L’ “affare Bersani” sta creando un grosso problema a Renzi.
Il romagnolo gode ancora di molto consenso tra gli iscritti e il “fuori-fuori” della Leopolda non ci voleva. La Boschi minimizza. La Serracchiani drammatizza. Gli altri tacciono. Ma gli iscritti, quando arriva lui, corrono ancora a sentirlo, come è avvenuto in Sicilia. Ora, le cose si sono ancor più complicate, da quando Bersani dal nì è passato al no sul referendum. Vista la provocazione di Renzi di aver tenuto nel cassetto la richiesta di cambiamento della legge elettorale da luglio – quando c’era il tempo per modificarla con una legge prima del referendum – salvo poi tirare fuori un foglietto, per far rientrare Cuperlo.
Bersani non è Cuperlo. Di grande spessore entrambi, ma il primo è tosto e stagionato. E non lo si può ammansire con un foglietto.
Ora la rottura tra Renzi e la minoranza è conclamata.
Se vincerà il sì, sarà spietata la vendetta di Renzi e il PD diventerà una nuova DC ambidestra, tutta stretta intorno al Capo, che imporrà il trattamento minoritario obbligatorio per i dissidenti, progressivamente esclusi da cariche e candidature.
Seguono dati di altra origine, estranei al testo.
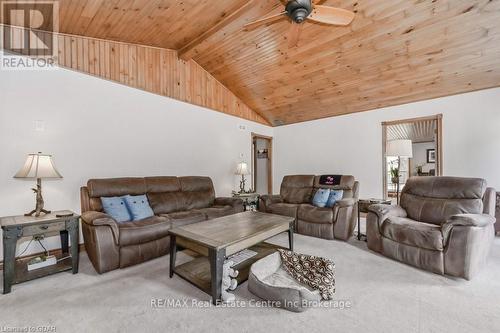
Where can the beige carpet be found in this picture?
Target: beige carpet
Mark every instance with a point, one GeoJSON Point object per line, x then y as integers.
{"type": "Point", "coordinates": [386, 296]}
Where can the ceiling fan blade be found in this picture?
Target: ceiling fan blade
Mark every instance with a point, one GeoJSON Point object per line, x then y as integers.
{"type": "Point", "coordinates": [265, 20]}
{"type": "Point", "coordinates": [331, 15]}
{"type": "Point", "coordinates": [294, 34]}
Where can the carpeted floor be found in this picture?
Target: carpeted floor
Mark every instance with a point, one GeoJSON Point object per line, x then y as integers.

Se vincerà il no, Renzi sarà indebolito, ma non debellato. E le elezioni anticipate riconfigureranno il nuovo quadro politico nazionale, con delle sorprese. Forse anche quella che nessuno avrebbe previsto: un’inedita convergenza su pochi punti di programma tra sinistra e grillini. La prima ritornata in primo piano anche nel PD, in attesa del congresso. I secondi, bisognosi di superare l’impasse del Comune di Roma e di togliersi di dosso il giudizio di abili per l’opposizione, ma non per il governo.